Serta, sudah dibuat dengan baja bermutu tinggi. Semua hal yang membuat kita terheran-heran menyaksikannya sekarang, karena keris-keris dari periode berikutnya, yang seharusnya sudah lebih modern, justru mempunyai kualitas bahan dan penggarapan yang jauh di bawahnya. Ada yang memberi rasionalisasi, barangkali karena sebagai negara yang jaya, mereka sanggup mengimpor besi dari negara seberang. Begitu pula, sebagai negara yang mempunyai pemerintahan panjang, mereka sempat mengakumulasi pencapaian-pencapaian tinggi dalam berbagai bidang.
Pada dasarnya, sejak itu keris tak pernah mencapai masa keemasannya kembali. Memang, para pencinta keris sering menyebut masa Sultan Agung sebagai masa pemassalan keris. Begitu pula, era nom-noman, yakni masa setelah pecahnya Surakarta dan Yogyakarta tahun 1755, sebagai puncak baru pecapaian estetika keris.
Akan tetapi, perpaduan kedua unsur itu, massal dan kesempurnaan estetis, memang sulit memuncak seperti masa keemasannya lagi, terutama karena kemunduran yang semakin parah dari kekuasaan kerajaan-kerajaan di nusantara, yang berarti juga kemunduran kemiliterannya, di mana keris merupakan salah satu penunjangnya.

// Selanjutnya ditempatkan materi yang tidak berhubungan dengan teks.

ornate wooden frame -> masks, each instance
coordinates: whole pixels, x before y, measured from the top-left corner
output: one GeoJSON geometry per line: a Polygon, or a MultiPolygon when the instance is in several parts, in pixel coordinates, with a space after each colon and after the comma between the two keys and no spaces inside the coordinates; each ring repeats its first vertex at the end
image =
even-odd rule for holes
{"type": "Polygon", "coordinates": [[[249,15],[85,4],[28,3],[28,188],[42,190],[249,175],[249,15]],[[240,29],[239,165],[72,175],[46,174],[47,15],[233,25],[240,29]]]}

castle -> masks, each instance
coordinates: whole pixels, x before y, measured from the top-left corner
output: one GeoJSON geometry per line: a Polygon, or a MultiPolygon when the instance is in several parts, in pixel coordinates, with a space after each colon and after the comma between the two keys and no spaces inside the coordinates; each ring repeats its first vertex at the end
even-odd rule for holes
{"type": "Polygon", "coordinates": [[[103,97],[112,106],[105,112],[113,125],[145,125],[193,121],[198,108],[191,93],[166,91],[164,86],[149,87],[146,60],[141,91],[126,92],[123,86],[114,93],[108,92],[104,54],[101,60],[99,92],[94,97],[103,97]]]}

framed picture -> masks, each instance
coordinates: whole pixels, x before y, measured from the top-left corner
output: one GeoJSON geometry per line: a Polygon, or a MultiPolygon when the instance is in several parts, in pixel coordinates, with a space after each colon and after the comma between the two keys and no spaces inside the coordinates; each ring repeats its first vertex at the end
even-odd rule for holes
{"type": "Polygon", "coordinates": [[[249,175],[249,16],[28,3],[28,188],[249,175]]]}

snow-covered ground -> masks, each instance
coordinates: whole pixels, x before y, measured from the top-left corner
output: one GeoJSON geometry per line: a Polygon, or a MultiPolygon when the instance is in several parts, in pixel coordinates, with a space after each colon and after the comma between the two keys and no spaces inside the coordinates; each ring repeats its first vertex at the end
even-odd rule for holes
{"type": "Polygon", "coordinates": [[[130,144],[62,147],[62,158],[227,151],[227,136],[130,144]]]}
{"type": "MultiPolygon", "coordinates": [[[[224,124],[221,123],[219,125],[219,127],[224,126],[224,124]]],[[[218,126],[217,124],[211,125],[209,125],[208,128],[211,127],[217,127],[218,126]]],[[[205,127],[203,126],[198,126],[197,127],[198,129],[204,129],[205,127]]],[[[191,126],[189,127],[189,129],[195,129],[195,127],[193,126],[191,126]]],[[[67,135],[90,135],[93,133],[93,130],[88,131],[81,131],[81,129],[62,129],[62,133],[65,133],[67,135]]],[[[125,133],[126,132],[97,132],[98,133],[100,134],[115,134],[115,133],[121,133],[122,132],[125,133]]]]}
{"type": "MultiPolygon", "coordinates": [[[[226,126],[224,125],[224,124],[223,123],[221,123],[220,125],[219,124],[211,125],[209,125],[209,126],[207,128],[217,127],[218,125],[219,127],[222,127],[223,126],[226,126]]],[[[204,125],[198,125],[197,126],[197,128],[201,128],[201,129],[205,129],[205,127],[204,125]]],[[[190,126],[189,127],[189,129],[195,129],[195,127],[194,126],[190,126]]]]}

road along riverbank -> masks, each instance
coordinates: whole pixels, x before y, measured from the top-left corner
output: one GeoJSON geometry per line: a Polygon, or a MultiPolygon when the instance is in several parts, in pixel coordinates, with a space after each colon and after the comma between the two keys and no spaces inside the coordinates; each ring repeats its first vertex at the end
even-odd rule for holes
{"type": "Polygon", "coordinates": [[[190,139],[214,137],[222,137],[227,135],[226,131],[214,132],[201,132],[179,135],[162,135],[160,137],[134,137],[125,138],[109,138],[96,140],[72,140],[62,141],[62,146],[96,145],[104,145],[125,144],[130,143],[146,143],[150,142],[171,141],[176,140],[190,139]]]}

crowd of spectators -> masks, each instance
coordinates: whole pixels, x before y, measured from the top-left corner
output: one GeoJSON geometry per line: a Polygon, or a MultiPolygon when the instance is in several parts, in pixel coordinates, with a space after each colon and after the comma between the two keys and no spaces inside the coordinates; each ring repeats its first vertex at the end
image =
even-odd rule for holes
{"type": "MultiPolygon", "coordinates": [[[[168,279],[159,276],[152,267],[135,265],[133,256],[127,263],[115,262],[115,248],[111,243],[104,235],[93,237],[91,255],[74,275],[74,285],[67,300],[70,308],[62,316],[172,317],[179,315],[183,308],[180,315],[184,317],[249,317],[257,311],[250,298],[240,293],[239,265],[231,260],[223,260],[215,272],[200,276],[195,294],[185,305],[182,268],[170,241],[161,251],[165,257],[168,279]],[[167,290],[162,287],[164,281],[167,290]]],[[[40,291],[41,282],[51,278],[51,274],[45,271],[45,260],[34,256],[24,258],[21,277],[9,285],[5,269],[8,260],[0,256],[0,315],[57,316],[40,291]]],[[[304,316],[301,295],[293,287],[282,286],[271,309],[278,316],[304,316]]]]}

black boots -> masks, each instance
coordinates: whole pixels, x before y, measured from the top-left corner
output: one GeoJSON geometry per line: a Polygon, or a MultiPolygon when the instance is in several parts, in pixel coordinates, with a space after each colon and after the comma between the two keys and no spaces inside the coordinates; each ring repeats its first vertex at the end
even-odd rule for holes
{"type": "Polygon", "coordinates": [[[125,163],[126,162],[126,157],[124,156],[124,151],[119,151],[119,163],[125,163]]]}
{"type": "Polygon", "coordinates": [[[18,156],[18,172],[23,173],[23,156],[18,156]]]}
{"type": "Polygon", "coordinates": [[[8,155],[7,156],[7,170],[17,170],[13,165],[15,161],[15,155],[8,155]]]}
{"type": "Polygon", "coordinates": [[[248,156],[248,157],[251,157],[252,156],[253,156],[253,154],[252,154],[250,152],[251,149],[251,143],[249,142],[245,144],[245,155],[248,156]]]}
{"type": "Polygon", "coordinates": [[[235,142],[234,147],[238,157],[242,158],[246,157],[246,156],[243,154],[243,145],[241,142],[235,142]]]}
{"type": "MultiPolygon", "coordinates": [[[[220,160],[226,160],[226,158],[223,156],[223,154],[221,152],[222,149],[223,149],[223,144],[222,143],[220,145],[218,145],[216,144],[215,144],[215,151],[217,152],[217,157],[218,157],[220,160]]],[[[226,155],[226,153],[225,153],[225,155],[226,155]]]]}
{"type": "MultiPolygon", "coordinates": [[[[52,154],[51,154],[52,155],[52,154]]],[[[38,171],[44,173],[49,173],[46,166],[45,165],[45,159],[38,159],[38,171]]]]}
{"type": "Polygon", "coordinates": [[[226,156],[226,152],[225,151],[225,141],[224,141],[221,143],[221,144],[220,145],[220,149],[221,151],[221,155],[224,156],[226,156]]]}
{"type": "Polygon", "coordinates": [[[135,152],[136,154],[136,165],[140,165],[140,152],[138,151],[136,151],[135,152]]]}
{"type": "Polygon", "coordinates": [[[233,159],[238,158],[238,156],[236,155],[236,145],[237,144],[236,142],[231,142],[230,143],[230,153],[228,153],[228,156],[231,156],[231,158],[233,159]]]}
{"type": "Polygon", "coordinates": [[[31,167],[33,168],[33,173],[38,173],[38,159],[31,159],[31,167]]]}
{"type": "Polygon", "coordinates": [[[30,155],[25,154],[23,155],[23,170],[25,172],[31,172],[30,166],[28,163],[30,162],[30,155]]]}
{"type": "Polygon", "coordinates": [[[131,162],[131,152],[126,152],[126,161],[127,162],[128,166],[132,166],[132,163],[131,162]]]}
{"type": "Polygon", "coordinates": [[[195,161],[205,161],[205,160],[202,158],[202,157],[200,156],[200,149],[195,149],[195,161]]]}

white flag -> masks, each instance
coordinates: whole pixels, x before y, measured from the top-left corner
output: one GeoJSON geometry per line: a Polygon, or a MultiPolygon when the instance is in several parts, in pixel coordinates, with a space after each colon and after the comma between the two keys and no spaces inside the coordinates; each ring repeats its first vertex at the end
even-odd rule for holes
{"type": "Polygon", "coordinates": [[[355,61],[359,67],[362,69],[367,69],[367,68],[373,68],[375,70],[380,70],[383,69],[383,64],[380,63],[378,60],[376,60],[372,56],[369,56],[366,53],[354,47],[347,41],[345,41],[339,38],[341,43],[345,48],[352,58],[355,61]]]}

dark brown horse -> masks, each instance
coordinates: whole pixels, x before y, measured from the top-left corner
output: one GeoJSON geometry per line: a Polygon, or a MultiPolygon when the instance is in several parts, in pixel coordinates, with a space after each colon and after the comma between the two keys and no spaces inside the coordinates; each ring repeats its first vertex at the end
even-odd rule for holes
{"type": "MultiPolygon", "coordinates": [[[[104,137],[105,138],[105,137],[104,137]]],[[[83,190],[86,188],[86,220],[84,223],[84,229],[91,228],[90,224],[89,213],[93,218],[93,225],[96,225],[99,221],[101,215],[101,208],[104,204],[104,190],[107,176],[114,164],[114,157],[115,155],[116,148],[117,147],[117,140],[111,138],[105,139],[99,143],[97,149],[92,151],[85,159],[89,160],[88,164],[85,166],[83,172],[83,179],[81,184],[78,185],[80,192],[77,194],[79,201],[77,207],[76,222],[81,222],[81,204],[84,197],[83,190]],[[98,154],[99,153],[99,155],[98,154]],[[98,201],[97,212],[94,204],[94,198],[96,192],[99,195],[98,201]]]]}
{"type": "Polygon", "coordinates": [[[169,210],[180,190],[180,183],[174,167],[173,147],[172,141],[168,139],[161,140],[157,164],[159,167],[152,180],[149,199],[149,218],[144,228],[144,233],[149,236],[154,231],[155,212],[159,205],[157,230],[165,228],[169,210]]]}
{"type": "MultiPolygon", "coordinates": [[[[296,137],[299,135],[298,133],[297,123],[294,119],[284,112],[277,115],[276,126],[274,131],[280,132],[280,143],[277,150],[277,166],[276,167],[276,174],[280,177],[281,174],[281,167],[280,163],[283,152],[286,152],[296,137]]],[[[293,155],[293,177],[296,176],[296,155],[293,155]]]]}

Pada era PB, memang terjadi kemajuan 'kualitas' mencolok dalam garap (pembuatan) dan bahan. Terjadi eksplorasi estetik baru, yang antara lain menghasilkan sejumlah dapur (sosok) baru; ricikan (detail) yang semakin tegas-dalam, rapi, beragam; eksperimentasi garap dan model baru pamor; serta stilisasi baru yang memasukkan ukuran sedikit lebih besar, serta suasana necis dan gagah.
Sedang dari segi bahan, semakin jelas terjadi kontrol kualitas lebih ketat atas bahan pamor dan bajanya. Akan tetapi, juga pada masa inilah keris perlahan-lahan kehilangan peran sentralnya dalam kebudayaan kita, karena dilucuti secara fungsional, dari sebagai senjata, baik dalam arti fisik maupun spiritual, menjadi sekadar perabot seremonial yang cuma diagul-agulkan berlebihan.
Tak jelas apakah hal ini, yang juga diikuti 'kemajuan' dalam bidang seni lainnya, seperti sastra dan tari, bersangkut paut dengan tema lanjutan inward looking, yang lalu menghasilkan perumitan dalam segala bidang, akibat semakin berkurangnya ruang gerak para elite Jawa di masa itu pada bidang pemerintahan dan militer.
Akan tetapi, di masa itu cengkeraman Belanda memang sudah semakin menjadi, dan wilayah kekuasaan kedua kerajaan (bekas Mataram) itu sudah menyusut jauh tinggal Bagelen, Kedu, Surakarta, dan Yogyakarta saja.
Lebih lanjut, masyarakat Jawa bahkan mengalami demiliterisasi total akibat Pax Nederlandica pada abad ke-19. Dan, bagi Ricklefs, kemungkinan hal-hal inilah yang ikut mendorong elite Jawa melarikan diri pada perumitan estetik protokoler dan tata krama, termasuk 'peningkatan' penilaian kultural terhadap keris.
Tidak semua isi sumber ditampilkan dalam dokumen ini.